I have the following question: "There are n coins, all weight equally except one. In addition, we have a scale that can compare any s coins, for any s, with other s coins in the cost of w(s). The weighting informs us which sides is heavier or if their weight is equal. Describe an efficient algorithm that computes the minimal cost of finding the heavy coin".
Note: w is a positive, monotone function
My guess is that this is a dynamic programming question. However, I can't seem to find how to choose my weighting I need. Hints(or answers) will be helpful. Thank You.
I guess dynamic programming is the correct tool for this problem.
The following approach has a flaw, but illustrates the technique.
Let $f(n)$ - minimal expected total weight of all the measurements required to find the heavier coin of $n$ coins.

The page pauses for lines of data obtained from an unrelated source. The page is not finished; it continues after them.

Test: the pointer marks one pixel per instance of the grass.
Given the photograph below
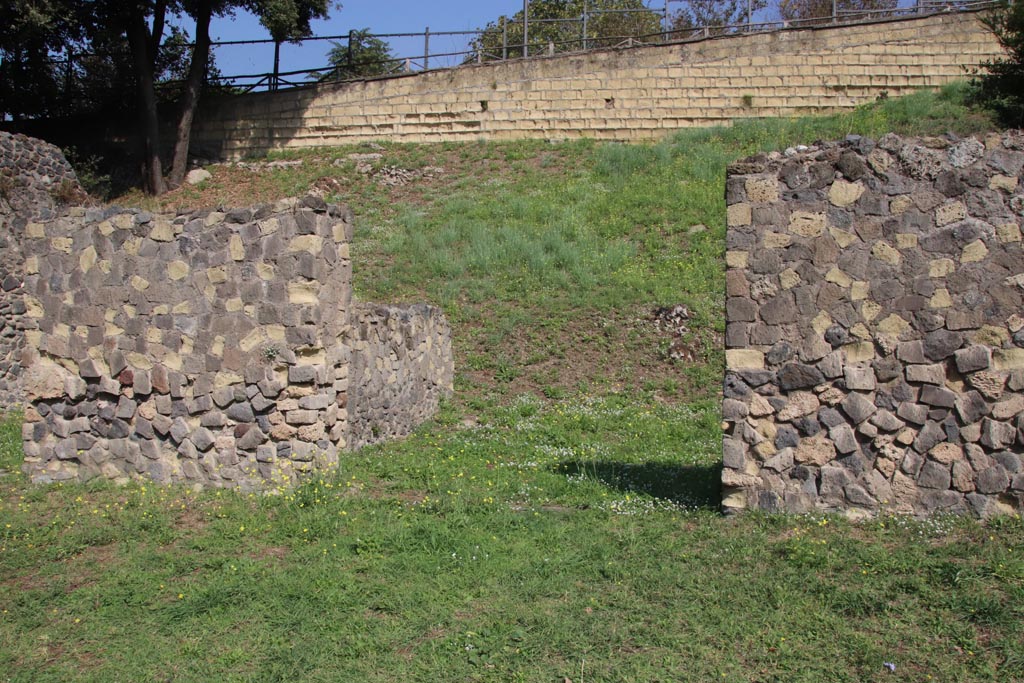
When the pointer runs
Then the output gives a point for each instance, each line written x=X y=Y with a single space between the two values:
x=559 y=519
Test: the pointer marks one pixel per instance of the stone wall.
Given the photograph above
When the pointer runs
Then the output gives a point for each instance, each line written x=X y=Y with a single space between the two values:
x=34 y=175
x=628 y=94
x=414 y=343
x=876 y=328
x=209 y=347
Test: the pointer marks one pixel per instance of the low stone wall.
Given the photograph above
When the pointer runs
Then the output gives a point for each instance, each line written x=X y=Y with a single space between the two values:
x=401 y=367
x=34 y=175
x=209 y=347
x=876 y=328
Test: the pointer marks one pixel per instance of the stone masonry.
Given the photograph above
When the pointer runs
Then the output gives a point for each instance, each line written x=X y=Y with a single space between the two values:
x=637 y=93
x=216 y=348
x=33 y=174
x=876 y=328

$f(1) = 0$ - we know the coin already.
If we choose to compare $k$ of coins, than the probability that the false coin would be measured is $2k/n$ and after the measurement we will have $k$ coins to choose from.

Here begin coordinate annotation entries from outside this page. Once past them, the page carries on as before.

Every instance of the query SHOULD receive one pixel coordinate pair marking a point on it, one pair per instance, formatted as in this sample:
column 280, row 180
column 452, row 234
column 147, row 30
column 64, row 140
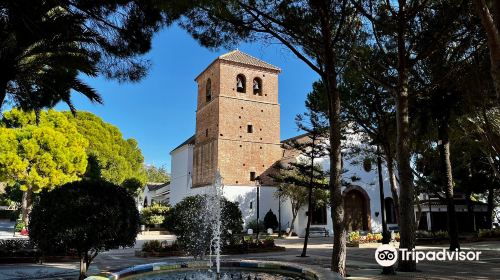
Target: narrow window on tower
column 241, row 83
column 257, row 86
column 208, row 92
column 252, row 176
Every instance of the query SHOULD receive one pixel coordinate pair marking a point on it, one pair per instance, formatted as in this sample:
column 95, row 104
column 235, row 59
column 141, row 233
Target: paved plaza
column 360, row 262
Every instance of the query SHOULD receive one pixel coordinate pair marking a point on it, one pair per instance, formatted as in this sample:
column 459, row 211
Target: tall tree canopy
column 40, row 156
column 111, row 157
column 118, row 159
column 46, row 45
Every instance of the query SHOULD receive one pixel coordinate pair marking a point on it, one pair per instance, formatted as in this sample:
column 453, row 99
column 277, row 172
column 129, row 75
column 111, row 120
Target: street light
column 385, row 233
column 279, row 211
column 257, row 184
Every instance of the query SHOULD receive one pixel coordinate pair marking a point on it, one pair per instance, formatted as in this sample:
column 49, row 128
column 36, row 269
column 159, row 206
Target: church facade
column 238, row 134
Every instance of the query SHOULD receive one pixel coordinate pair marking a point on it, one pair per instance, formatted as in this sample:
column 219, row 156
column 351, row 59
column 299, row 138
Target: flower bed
column 355, row 238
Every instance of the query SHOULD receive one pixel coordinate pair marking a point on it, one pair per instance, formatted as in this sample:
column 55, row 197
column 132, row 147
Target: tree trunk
column 292, row 227
column 309, row 219
column 470, row 210
column 3, row 93
column 491, row 206
column 493, row 35
column 406, row 191
column 26, row 204
column 447, row 181
column 419, row 213
column 393, row 182
column 336, row 199
column 83, row 268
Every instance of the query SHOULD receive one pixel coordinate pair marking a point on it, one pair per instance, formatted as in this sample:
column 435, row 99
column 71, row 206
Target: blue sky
column 159, row 111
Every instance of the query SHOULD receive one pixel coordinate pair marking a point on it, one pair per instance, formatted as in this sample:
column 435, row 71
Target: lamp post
column 279, row 211
column 385, row 233
column 257, row 184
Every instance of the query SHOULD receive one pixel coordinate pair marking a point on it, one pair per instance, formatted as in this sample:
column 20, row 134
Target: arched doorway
column 356, row 209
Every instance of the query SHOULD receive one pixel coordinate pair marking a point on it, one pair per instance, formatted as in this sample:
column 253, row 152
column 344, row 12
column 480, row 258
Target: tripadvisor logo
column 387, row 255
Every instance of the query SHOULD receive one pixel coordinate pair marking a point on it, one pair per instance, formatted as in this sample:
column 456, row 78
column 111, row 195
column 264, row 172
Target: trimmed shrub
column 270, row 220
column 86, row 216
column 154, row 214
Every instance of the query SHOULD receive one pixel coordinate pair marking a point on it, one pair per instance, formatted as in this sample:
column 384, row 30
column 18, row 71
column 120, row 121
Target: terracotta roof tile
column 243, row 58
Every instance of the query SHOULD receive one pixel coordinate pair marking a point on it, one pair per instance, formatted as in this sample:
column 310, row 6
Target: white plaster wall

Otherwise (with probability $1-2k/n$) all the selected coins are good and we have to choose from $n-2k$ coins.
$f(n) = min[w(k) + (1-2k)/n * f(k) + 2k/n * f(n-2k)]$
Dynamic programming calculates this easily.
But there is a flaw in this approach.
Suppose you have a 100 coins and you narrowed your search to 10 coins. You can choose 7 of these suspected coins and put them on one side, and on the other side you put 3 (or may be even 2) of suspected coins and 7 (or 8) of the coins you are sure are fine on the other side. Let's suppose you put 2+8 coins on the second side. Depending on the measurement result you narrow your search to 7 coins (if first side is heavier), or 2 coin (if second side is heavier), or 1 coin (if equilibrium). Who knows, may be using already verified coins will give a better result!

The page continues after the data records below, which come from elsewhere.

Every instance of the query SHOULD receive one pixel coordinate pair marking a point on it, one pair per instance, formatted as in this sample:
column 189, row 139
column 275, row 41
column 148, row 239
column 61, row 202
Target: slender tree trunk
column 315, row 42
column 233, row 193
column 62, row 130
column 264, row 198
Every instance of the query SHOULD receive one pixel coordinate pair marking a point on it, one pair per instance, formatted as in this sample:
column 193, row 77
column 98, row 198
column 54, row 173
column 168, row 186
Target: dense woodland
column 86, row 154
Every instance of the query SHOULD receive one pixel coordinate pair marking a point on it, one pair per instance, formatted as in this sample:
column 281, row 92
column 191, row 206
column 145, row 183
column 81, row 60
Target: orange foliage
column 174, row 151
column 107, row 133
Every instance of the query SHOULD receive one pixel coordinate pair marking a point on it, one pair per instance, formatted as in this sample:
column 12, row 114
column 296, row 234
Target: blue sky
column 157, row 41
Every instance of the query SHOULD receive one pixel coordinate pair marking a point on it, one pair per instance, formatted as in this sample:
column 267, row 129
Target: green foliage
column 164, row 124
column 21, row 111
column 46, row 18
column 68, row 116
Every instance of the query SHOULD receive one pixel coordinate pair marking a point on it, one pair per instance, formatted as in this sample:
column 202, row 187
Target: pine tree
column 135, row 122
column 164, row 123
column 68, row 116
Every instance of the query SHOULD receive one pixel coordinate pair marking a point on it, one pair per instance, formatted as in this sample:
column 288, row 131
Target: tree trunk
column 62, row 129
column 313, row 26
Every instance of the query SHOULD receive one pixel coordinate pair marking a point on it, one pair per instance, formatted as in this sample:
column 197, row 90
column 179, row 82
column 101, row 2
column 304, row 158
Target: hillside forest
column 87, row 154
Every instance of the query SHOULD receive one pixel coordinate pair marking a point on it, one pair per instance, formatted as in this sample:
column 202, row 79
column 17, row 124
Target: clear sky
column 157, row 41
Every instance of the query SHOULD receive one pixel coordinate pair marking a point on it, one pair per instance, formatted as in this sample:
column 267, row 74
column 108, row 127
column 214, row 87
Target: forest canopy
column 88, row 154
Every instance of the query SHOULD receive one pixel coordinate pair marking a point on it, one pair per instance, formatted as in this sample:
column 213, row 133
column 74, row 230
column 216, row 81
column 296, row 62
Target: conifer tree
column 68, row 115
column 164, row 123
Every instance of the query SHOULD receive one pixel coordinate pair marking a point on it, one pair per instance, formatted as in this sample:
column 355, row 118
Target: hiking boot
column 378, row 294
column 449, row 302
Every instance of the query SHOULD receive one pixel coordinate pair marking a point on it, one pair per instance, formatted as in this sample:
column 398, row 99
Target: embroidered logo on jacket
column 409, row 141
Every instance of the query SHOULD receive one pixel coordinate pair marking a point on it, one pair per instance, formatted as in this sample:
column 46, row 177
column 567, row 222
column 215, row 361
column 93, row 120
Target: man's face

You should calculate the probability of each of these cases and write the expression for $f(n)$ accordingly. (That is the minimum by all $k$ not in range $[1, n/2]$ but in range $[1, n-1]$.) And make sure that if you decide to put more than $n/2$ coins on one side, you have enough verified coins to fill the second side! Argghhh, messy, but doable, just need to be accurate.